Enquanto se preparava para ir à balada, Ana Michelle Soares colocou um vestido vermelho e se olhou no espelho. “Posso estar morrendo, mas estou bem gata”, pensou.
O episódio, que ela lembra hoje com bom humor, aconteceu em 2015, dias após ouvir uma notícia nada agradável: seu câncer de mama diagnosticado em 2011, quando ela tinha 28 anos, havia se espalhado para outras partes do corpo, num processo conhecido como metástase.
“À época, eu vi no prontuário médico que, a partir dali, o objetivo do meu tratamento era ‘paliativo'”, relata.
“Aquela palavra soava estranha para mim, era como se eu estivesse morrendo.
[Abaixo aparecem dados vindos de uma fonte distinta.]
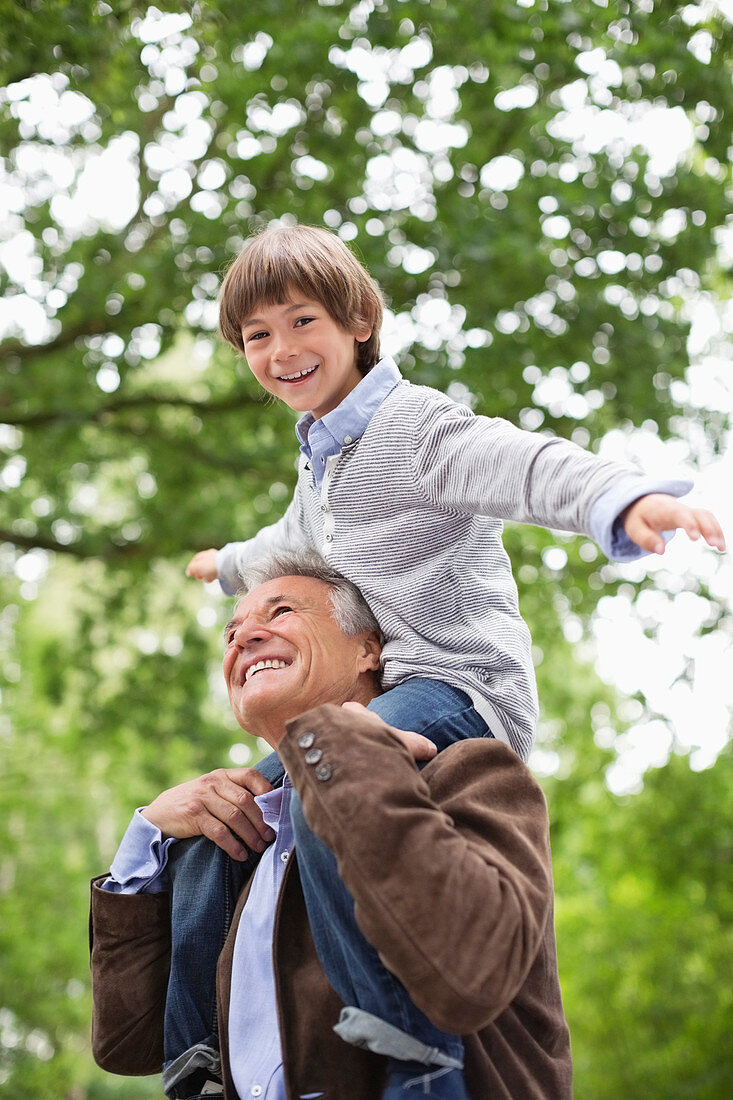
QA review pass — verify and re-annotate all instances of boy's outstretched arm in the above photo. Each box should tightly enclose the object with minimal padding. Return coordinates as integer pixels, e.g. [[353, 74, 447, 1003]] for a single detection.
[[186, 549, 219, 581], [620, 493, 725, 553]]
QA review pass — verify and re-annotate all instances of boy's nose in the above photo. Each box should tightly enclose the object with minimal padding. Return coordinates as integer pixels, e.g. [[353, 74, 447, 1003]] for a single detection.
[[273, 337, 296, 361]]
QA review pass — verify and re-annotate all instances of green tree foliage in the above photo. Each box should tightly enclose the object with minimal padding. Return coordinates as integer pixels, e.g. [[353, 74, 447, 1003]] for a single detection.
[[0, 0, 732, 1100]]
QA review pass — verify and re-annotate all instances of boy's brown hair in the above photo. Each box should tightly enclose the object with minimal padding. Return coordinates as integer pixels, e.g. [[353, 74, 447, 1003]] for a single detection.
[[219, 226, 382, 374]]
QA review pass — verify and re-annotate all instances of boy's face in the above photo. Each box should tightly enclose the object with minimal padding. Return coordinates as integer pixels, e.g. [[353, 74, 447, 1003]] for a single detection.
[[242, 292, 371, 420]]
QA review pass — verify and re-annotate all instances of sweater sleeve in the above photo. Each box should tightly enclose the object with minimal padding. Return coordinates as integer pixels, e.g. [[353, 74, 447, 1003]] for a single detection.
[[217, 486, 308, 596], [413, 399, 669, 543], [278, 705, 553, 1033]]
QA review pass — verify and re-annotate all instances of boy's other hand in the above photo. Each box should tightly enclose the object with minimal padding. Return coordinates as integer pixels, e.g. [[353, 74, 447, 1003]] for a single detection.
[[186, 550, 219, 581], [341, 702, 438, 760], [621, 493, 725, 553], [141, 768, 275, 860]]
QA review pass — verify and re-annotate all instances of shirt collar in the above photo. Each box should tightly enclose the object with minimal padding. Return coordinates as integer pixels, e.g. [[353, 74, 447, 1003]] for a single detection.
[[295, 355, 402, 450], [254, 773, 293, 833]]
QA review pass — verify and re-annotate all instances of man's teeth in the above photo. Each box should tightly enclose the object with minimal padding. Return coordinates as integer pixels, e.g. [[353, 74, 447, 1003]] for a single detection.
[[244, 659, 287, 683], [280, 366, 316, 382]]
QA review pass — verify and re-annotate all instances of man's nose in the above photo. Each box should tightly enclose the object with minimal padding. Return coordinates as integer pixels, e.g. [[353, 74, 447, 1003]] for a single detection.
[[234, 620, 272, 649]]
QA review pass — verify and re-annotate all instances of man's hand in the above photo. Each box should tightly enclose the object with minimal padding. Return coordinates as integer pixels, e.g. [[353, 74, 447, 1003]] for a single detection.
[[186, 549, 219, 581], [341, 703, 438, 760], [141, 768, 275, 859], [621, 493, 725, 553]]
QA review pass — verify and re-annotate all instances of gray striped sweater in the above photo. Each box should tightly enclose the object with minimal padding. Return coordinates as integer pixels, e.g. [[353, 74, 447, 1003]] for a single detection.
[[218, 381, 645, 760]]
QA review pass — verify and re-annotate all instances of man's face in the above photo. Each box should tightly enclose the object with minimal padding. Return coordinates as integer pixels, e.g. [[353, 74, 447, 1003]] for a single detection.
[[223, 576, 380, 746]]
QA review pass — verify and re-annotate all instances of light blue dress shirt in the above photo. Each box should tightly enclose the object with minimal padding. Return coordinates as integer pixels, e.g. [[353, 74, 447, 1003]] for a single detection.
[[102, 776, 294, 1100]]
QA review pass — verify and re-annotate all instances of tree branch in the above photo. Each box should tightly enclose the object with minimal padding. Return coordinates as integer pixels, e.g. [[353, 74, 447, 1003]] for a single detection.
[[0, 393, 261, 428]]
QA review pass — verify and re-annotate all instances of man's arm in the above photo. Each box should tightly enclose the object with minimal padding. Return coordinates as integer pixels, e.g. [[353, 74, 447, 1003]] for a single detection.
[[89, 876, 171, 1077], [278, 706, 553, 1033]]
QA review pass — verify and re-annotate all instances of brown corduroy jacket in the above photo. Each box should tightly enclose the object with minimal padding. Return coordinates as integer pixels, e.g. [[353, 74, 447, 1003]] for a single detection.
[[91, 705, 572, 1100]]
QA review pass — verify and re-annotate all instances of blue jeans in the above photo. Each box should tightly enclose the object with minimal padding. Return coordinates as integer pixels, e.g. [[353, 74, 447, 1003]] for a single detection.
[[291, 678, 491, 1067], [163, 678, 492, 1097]]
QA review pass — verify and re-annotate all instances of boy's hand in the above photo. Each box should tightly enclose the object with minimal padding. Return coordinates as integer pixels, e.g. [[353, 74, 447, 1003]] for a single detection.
[[141, 768, 275, 860], [341, 703, 438, 760], [186, 550, 219, 581], [621, 493, 725, 553]]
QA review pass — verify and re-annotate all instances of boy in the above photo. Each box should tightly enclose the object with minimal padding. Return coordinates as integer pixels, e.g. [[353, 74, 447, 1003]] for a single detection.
[[176, 227, 724, 1100]]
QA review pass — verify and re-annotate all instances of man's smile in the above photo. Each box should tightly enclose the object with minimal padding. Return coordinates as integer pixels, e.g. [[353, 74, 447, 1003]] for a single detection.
[[244, 657, 293, 683]]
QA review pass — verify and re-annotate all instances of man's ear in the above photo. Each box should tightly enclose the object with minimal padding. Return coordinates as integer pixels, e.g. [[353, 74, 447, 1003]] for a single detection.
[[359, 630, 382, 672]]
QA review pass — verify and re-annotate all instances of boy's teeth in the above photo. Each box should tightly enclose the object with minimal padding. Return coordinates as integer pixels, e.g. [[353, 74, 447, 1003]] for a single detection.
[[244, 659, 287, 683], [281, 366, 316, 382]]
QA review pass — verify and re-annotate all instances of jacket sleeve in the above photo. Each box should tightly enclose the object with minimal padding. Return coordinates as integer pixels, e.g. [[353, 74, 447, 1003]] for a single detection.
[[278, 705, 553, 1033], [217, 477, 309, 596], [89, 876, 171, 1077], [413, 399, 655, 535]]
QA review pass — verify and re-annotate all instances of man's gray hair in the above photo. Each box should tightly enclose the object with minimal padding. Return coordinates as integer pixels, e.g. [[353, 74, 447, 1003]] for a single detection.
[[237, 550, 383, 641]]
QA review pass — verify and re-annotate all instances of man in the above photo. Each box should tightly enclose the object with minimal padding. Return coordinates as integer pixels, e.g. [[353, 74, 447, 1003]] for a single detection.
[[91, 559, 571, 1100]]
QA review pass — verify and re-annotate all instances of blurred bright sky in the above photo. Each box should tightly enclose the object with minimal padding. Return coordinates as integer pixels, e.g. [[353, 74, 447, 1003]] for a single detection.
[[0, 0, 733, 793]]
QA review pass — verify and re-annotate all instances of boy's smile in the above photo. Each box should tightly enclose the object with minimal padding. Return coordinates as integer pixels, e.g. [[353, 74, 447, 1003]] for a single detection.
[[242, 293, 371, 420]]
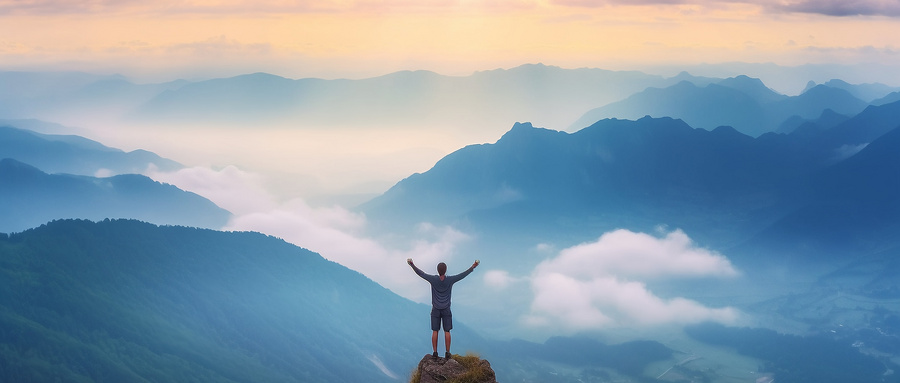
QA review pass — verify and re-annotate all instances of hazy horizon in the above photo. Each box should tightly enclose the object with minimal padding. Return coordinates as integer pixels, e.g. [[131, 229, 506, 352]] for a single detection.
[[0, 0, 900, 348]]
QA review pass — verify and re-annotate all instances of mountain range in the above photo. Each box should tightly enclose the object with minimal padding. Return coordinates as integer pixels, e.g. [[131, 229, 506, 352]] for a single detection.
[[0, 126, 183, 176], [8, 64, 900, 136], [0, 65, 900, 382], [570, 76, 876, 137], [360, 103, 900, 272], [0, 220, 672, 383]]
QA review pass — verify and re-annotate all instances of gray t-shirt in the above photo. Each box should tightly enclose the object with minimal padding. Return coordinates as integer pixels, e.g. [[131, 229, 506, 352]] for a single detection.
[[411, 265, 472, 309]]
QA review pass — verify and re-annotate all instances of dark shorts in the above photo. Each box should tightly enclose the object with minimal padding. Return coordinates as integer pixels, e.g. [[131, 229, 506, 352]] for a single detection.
[[431, 307, 453, 331]]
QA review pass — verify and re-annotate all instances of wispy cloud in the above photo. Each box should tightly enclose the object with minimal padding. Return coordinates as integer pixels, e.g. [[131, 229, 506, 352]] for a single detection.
[[0, 0, 537, 15], [553, 0, 900, 17], [147, 166, 469, 302], [525, 230, 738, 331], [770, 0, 900, 17]]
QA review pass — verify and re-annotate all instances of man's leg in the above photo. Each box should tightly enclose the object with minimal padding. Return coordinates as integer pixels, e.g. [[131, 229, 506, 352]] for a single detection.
[[441, 308, 453, 359], [431, 331, 437, 355], [431, 307, 441, 357]]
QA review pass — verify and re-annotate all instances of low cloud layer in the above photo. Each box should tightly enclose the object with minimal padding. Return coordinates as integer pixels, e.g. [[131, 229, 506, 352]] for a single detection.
[[525, 230, 738, 331], [147, 166, 468, 303]]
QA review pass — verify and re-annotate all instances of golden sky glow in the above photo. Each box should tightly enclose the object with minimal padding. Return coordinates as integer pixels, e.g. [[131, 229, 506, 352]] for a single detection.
[[0, 0, 900, 79]]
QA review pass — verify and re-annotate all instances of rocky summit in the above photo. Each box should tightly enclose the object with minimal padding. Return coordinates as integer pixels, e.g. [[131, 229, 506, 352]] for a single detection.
[[410, 354, 497, 383]]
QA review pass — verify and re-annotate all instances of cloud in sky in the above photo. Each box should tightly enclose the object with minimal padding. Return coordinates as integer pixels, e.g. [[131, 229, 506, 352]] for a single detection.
[[525, 230, 739, 331], [0, 0, 900, 81], [770, 0, 900, 17]]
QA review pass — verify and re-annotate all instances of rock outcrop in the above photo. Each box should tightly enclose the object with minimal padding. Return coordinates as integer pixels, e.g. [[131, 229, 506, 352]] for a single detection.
[[410, 355, 497, 383]]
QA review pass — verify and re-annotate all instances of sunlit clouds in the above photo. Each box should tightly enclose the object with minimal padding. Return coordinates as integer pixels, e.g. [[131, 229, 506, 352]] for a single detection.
[[525, 230, 738, 332], [0, 0, 900, 81]]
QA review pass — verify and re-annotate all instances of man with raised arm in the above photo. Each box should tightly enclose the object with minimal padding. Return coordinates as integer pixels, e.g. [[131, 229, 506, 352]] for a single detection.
[[406, 258, 480, 359]]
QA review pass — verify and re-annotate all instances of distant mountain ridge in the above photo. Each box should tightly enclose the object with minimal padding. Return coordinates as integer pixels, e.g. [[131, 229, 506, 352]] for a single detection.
[[360, 103, 900, 260], [0, 126, 183, 176], [0, 158, 231, 233], [570, 76, 867, 137]]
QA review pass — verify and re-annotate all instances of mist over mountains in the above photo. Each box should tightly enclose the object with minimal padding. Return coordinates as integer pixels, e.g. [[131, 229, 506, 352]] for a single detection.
[[0, 126, 224, 233], [0, 158, 231, 233], [0, 65, 900, 382], [572, 76, 891, 137], [361, 99, 900, 260]]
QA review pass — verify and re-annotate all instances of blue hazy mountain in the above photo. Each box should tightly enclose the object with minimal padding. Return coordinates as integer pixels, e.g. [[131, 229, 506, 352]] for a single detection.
[[743, 121, 900, 266], [0, 158, 231, 233], [0, 220, 672, 383], [803, 79, 900, 103], [0, 71, 187, 122], [360, 99, 900, 256], [872, 92, 900, 105], [129, 64, 669, 126], [361, 117, 812, 249], [571, 76, 867, 137], [775, 109, 850, 133], [0, 126, 182, 175]]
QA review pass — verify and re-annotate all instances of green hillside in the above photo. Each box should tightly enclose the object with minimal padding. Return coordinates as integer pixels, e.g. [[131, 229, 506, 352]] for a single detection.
[[0, 220, 424, 382]]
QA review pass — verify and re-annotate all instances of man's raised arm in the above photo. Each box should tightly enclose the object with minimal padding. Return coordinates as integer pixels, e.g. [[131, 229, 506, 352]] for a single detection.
[[406, 258, 425, 278]]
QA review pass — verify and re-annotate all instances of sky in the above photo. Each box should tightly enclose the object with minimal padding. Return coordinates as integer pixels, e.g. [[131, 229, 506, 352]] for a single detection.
[[0, 0, 900, 81], [7, 0, 900, 334]]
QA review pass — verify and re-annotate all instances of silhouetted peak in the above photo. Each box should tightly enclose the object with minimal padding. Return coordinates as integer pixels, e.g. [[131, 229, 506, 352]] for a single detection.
[[0, 158, 44, 174], [800, 81, 818, 94], [498, 122, 567, 142], [712, 125, 745, 136]]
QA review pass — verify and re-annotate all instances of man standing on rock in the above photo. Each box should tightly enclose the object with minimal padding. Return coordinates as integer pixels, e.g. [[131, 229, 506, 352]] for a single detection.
[[406, 258, 480, 359]]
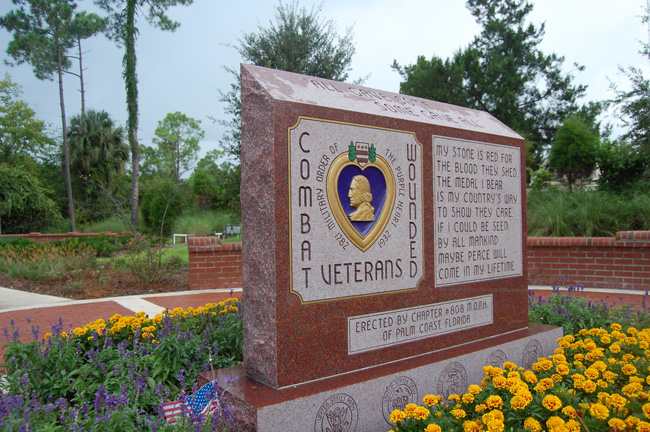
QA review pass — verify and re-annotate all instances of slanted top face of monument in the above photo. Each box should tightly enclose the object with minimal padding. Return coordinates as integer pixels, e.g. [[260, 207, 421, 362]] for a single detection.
[[241, 65, 528, 387], [242, 65, 521, 138]]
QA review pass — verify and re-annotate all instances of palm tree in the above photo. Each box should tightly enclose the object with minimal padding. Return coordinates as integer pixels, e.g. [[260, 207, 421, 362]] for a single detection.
[[68, 110, 129, 187], [68, 110, 129, 222]]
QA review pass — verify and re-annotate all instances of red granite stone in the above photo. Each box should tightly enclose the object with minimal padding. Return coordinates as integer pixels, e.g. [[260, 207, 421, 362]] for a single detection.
[[241, 65, 528, 388]]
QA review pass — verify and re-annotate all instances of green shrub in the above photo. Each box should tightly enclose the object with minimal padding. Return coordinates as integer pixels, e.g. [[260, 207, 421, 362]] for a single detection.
[[527, 189, 650, 237], [77, 216, 131, 233], [528, 284, 650, 334], [172, 211, 239, 235]]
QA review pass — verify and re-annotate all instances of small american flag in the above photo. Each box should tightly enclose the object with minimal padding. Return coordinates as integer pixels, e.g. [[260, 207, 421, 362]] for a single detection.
[[163, 381, 219, 424]]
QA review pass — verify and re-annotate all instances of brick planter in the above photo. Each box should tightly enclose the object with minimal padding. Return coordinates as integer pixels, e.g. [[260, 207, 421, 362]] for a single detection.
[[188, 231, 650, 291], [187, 237, 242, 290]]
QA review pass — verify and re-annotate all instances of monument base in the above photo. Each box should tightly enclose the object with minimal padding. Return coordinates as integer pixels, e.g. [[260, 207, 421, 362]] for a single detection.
[[199, 323, 563, 432]]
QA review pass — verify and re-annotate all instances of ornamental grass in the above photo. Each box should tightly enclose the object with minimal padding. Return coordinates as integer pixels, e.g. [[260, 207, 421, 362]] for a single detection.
[[0, 298, 242, 431], [391, 323, 650, 432]]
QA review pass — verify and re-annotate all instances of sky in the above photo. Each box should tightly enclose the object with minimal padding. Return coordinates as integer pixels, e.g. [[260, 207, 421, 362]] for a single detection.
[[0, 0, 650, 159]]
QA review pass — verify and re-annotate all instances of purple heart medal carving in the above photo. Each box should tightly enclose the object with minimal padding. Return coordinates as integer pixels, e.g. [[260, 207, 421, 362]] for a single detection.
[[289, 117, 424, 303]]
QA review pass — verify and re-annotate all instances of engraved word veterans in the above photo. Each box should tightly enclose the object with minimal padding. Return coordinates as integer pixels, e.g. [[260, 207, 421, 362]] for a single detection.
[[288, 118, 424, 302]]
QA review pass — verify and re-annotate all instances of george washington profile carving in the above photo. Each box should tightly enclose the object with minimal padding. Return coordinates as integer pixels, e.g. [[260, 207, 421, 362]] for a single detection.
[[348, 175, 375, 222]]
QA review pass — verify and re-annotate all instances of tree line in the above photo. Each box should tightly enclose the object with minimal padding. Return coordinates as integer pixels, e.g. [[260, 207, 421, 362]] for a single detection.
[[0, 0, 650, 233]]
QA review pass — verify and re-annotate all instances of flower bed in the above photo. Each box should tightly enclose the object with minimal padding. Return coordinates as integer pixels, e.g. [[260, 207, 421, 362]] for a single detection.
[[0, 298, 242, 431], [391, 323, 650, 432]]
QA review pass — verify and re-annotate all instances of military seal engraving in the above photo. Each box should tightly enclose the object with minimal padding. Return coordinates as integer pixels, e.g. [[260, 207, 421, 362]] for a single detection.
[[438, 362, 469, 401], [314, 393, 359, 432], [381, 376, 419, 425]]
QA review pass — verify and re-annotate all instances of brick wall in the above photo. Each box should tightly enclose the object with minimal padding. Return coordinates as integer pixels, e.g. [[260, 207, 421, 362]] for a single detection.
[[188, 231, 650, 290], [528, 231, 650, 290], [187, 237, 242, 289], [2, 231, 133, 243]]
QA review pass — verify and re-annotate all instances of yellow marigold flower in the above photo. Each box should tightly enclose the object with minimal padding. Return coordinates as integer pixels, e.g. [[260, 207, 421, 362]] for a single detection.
[[533, 383, 546, 393], [492, 375, 506, 389], [539, 378, 555, 390], [555, 363, 571, 375], [524, 417, 542, 432], [490, 410, 506, 421], [607, 417, 626, 431], [562, 406, 578, 418], [636, 421, 650, 432], [450, 409, 467, 418], [413, 406, 430, 420], [404, 404, 418, 417], [621, 363, 636, 376], [625, 416, 641, 428], [524, 370, 537, 384], [546, 416, 566, 429], [591, 360, 607, 372], [621, 383, 643, 397], [551, 374, 562, 382], [589, 403, 609, 420], [510, 395, 528, 410], [485, 395, 503, 409], [571, 374, 586, 381], [490, 367, 503, 378], [422, 395, 442, 406], [639, 341, 650, 349], [564, 419, 582, 432], [460, 393, 474, 403], [628, 376, 645, 384], [390, 410, 406, 424], [553, 354, 566, 363], [582, 380, 598, 393], [585, 342, 598, 351], [542, 395, 562, 412], [487, 419, 505, 432], [607, 393, 628, 408]]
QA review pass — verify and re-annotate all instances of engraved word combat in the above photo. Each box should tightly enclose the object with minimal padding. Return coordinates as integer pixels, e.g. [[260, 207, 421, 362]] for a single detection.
[[433, 137, 523, 286], [289, 118, 424, 302], [348, 294, 493, 354]]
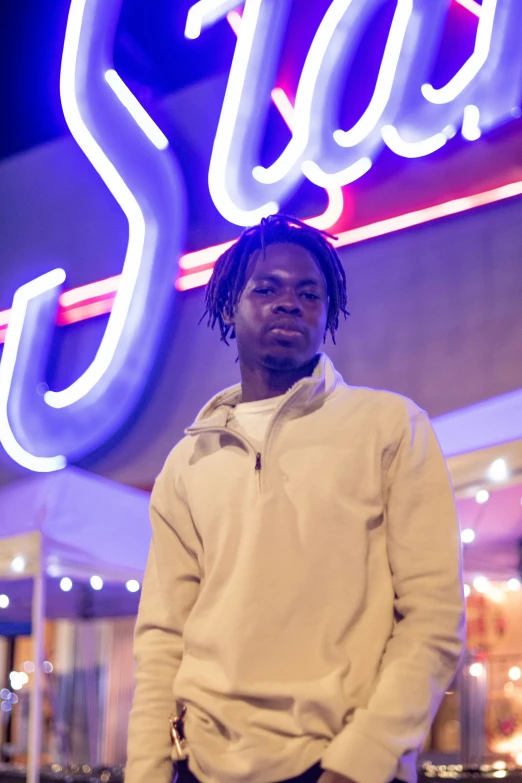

E eu me sentia bem”, continua.
No final de semana após a balada, Soares resolveu entender melhor o que esse tal de paliativo realmente significava. “Quando finalmente compreendi, percebi que era algo óbvio, que deveria ter sido oferecido a mim desde o começo do meu tratamento”, diz.
Nos últimos seis anos, Soares virou uma das vozes mais ativas do movimento paliativista brasileiro. Ela lançou os livros Enquanto Eu Respirar, em 2019, e Vida Inteira, em 2020, ambos pela Editora Sextante, cuida da conta de Instagram @paliativas, que tem mais de 120 mil seguidores, e coordena a Casa Paliativa, um espaço de convivência para pacientes com enfermidades que ameaçam a vida.
“Eu posso até estar com uma doença grave. Mesmo assim, ainda vale a pena viver da melhor forma possível”, raciocina.
Dez anos depois do diagnóstico de câncer, Soares segue em tratamento, mas conta que conseguiu conviver melhor com a doença graças aos cuidados palilativos.
Do pouco conhecimento ao olho do furacão
Nas últimas semanas, os cuidados paliativos foram alvo de um intenso debate por causa da CPI da Covid. O assunto veio à tona pela primeira vez no dia 22 de setembro, quando os parlamentares que compõem a comissão ouviram o médico Pedro Benedito Batista Junior, diretor da Prevent Senior. Na ocasião, o senador Otto Alencar (PSD-BA) afirmou que a operadora de saúde criou a figura do “paliatista”.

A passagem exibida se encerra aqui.